Pretty sure it's just an entirely legitimate instance of free indirect discourse? Not that it wouldn't be warranted to disregard a grammatical rule when it interferes with flow and isn't needed for clarity anyway, but I don't think that's even required here.
 
... I mean, reading the Liber Mortis unironically makes Mathilde a much worse Everchosen candidate for the Chaos Gods - it's a lot harder to hook someone on your supply of Show Them All Unlimited Power when they've got another dealer they can turn to if your demands get too onerous, after all.
So you're saying that if we're ever afraid Chaos is getting it's hooks into Mathilde, we should just reread Abel's final gift to us, got it.

Maybe we should read Egrimm into it too just to be on the safe side.
 
Chaos Gods: Rebel against society, against civilization, against reality itself! Rebel against everything! Tear it all down and revel in Chaos.

Everchosen Mathilde: Rebels against the Chaos Gods.

Chaos Gods: no, not like that.
 
Chaos Gods: Rebel against society, against civilization, against reality itself! Rebel against everything! Tear it all down and revel in Chaos.

Everchosen Mathilde: Rebels against the Chaos Gods.
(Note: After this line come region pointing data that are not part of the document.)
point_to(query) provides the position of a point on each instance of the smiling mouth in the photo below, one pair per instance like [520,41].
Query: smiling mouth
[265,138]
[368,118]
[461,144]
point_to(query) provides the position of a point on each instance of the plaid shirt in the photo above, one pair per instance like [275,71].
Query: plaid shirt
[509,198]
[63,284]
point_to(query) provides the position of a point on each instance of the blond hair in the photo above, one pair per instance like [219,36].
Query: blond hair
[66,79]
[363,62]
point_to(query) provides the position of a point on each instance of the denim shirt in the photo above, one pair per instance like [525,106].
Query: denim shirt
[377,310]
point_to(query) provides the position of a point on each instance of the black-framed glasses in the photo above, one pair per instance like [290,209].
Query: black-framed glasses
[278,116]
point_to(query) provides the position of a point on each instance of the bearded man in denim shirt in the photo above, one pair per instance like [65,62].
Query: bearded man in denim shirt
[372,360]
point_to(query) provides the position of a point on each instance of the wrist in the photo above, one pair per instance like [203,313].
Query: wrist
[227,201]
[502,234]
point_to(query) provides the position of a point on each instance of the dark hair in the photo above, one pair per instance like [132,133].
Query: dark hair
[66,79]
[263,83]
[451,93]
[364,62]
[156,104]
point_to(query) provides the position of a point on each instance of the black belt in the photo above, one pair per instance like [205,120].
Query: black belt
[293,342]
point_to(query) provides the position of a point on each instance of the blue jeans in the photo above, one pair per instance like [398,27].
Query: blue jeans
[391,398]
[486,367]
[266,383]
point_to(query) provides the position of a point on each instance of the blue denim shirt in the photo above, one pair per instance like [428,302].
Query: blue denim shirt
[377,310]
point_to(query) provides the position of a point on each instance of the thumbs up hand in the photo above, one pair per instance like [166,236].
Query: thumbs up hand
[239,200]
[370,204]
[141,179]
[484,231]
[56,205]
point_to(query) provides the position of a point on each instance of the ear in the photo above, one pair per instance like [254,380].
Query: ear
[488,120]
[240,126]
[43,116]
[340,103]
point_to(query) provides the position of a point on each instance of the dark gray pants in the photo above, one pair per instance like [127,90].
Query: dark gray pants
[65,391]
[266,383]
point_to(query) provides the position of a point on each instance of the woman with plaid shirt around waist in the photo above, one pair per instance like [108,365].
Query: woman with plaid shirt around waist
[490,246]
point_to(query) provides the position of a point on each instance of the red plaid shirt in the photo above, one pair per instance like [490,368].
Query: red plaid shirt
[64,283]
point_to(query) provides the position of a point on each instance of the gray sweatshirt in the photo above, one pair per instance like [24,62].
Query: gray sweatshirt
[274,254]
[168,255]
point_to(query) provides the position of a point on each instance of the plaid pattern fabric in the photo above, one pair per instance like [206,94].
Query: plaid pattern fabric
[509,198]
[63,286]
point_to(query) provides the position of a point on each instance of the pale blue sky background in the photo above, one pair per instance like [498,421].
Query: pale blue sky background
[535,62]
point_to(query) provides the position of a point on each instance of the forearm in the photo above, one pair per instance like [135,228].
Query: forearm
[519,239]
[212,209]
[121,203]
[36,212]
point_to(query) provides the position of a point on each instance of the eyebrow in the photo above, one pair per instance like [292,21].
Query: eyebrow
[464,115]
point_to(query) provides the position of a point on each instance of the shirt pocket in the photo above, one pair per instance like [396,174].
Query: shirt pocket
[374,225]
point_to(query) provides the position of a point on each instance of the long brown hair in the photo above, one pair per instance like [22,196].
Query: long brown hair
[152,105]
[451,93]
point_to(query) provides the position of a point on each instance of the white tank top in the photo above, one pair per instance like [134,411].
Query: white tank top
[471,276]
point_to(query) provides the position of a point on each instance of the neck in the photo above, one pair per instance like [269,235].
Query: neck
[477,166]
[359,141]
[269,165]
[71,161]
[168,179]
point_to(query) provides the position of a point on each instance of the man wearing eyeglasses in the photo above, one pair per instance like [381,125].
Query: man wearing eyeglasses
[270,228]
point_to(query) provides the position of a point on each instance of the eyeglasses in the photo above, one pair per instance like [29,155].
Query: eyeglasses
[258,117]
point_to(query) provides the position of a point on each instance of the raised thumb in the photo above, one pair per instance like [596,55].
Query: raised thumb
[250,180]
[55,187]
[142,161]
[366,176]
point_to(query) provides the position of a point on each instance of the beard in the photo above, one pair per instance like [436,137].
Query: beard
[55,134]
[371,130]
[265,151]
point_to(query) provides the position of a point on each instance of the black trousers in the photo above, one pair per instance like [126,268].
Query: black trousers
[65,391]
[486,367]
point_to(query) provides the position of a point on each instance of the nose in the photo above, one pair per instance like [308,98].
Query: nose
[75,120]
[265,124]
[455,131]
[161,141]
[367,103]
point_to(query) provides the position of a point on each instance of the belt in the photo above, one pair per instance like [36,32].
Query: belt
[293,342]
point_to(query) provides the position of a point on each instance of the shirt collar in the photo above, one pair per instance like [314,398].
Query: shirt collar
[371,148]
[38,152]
Chaos Gods: no, not like that.
Well, no they'd love that. That was pretty much explicitly included as a thing they'd want Mathilde to do in the original Everchosen message.
"Should you earn this world through right of conquest, your will here would be paramount. Not because you would be stronger than the Four, but because They want to see what you would do with it. They have worlds without counting where Their will becomes fact, and They have wrung every morsel of enjoyment out of such simple games. If you would take up the crown and with it make yourself the ultimate bulwark against Them, They would whisper and cajole and threaten and offer you every temptation to turn upon your wards, but every 'no' would be a rapturous novelty. All you'd need do to keep this world from their grasp is to stay true to your purpose. And is that not the founding purpose of your order? To be the 'no' in the darkness?"
 
On reflection, it might start to make more sense when one considers the most common enemies the State Troops fight are Orcs, Goblins and Beastmen, and barring the Morrite extremists who reckon every living thinking being ought to be interred upon death, I'd guess the legal and theological ramifications would be lessened by the trophy skulls being visibly not human (or elf, dwarf or halfling) in nature.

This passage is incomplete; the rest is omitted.